The latest data from NHS England has also revealed the NHS waiting list has increased by 200,000 patients in May, with a total of 5.3 million people waiting for an operation.

This is the highest number since records began in August 2007.

A&E attendances at hospitals in England last month were 53 per cent higher than a year ago - a reflection on the impact of the pandemic in 2020.

Across all types of A&E departments a total of 2.16 million patients turned up to be seen in June, compared with 1.4 million in June 2020. In the same month in 2019 there were 2.11 million attendances.

In the busiest 24-hour units 1.43 million patients attending hospital in June, compared to 1.3 million in 2019

Emergency admissions, where a patient needs to be treated overnight in hospital, hit 535,175 patients in June, up from 437,601 in 2020, during the Covid pandemic. The equivalent figure for June 2019 was 528,801.

In total 66, 619 patients waited longer than four hours to be admitted to a bed once the decision had been made, meaning their total time waiting would be higher.

More than 1,280 patients waited longer than 12 hours to be admitted to a bed after a decision was made by doctors.

In terms of the number of patients waiting longer than a year, hospitals have begun to reduce the numbers as they re-start surgery after the pandemic.

In May, 336,733 patients were waiting more than a year for routine treatment, this was down from 385,490 in April but still significantly up on the numbers waiting just 12 months earlier in May 2020 when the numbers were at 26,029.

On cancer, a total of 207,188 urgent referrals were made by GPs in England in May, nearly double the number in May last year, which was 106,741.

The equivalent figure for May 2019, a non-pandemic year, was 200,796.

Urgent referrals where breast cancer symptoms were present - though not initially suspected - were up from 5,415 in May last year to 13,241 in May 2021.

But nearly 300,000 patients in England have waited more than six weeks for a key diagnostic test in May, although this is down on the figure in 2020 which was 572,615.

Labour’s Jonathan Ashworth MP said: “More than five million people on the waiting list means record numbers waiting in pain or distress for treatment.

“We know that hospitals are already under extreme pressure this summer and as Covid cases continue to rise this is only going to get worse. Sajid Javid has failed to put forward a plan to bring infections down, to clear the backlog or to support our NHS in this difficult period, instead he’s proposing a top down reorganisation of our health service when it is under more pressure than ever before.”

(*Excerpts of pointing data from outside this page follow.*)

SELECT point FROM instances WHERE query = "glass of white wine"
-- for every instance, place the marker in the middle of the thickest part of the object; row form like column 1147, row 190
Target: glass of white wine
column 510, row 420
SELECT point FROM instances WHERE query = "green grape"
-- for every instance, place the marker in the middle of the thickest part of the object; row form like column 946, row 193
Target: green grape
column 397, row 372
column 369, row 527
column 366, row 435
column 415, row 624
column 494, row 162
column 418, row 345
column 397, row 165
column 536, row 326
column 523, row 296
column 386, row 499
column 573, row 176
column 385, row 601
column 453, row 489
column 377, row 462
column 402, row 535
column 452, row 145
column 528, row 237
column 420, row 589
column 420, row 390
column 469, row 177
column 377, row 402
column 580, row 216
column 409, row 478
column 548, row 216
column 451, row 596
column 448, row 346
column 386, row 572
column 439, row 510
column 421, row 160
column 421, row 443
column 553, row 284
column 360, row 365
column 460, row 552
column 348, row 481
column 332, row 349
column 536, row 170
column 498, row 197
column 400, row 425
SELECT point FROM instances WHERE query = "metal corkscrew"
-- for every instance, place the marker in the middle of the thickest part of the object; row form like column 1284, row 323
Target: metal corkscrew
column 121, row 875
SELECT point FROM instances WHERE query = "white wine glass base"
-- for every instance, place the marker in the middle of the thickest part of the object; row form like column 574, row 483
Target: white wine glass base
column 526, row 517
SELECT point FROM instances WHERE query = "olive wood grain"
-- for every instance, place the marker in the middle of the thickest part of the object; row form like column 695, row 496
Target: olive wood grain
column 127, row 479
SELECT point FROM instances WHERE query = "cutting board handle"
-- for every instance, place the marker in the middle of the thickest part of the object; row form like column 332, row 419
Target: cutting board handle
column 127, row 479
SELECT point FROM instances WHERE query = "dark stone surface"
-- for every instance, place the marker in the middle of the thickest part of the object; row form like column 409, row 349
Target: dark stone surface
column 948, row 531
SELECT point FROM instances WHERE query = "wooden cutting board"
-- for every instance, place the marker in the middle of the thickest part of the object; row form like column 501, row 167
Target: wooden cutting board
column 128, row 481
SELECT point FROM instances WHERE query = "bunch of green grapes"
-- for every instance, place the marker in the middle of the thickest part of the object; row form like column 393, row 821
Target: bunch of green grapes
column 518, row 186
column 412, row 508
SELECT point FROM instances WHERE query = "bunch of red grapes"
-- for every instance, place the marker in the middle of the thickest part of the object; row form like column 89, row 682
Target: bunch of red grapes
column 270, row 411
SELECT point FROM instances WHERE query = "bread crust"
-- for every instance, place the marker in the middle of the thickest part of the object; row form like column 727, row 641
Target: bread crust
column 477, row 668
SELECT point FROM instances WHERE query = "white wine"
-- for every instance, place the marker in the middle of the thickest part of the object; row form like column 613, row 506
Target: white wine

NHS England said the number of patients waiting longer than 18 weeks for elective care dropped by more than 80,000 in May with the average wait at 10.8 weeks in May, down by 29 per cent on May 2020.

In total 12.8 million patients were admitted to hospital in 2020-21, with 30 people receiving care for non-Covid conditions for every one person admitted with the virus.

NHS England medical director Stephen Powis said: “Despite the huge disruption we have seen to care caused by the pandemic and the more than 405,000 Covid patients in our hospitals over the last 15 months, it is reassuring to see in today’s figures significant reductions in waits for routine operations, and for the first time this year, a reduction in the number of patients waiting more than 18 weeks for treatment.

“All the while, NHS staff have dealt with rising numbers of A&E attendances while continuing to roll out the NHS Covid Vaccination Programme and I would urge anyone who needs a routine operation to come forward, and anyone who needs urgent care, to go to NHS 111 Online or call 111 so that the best option for you can be determined.”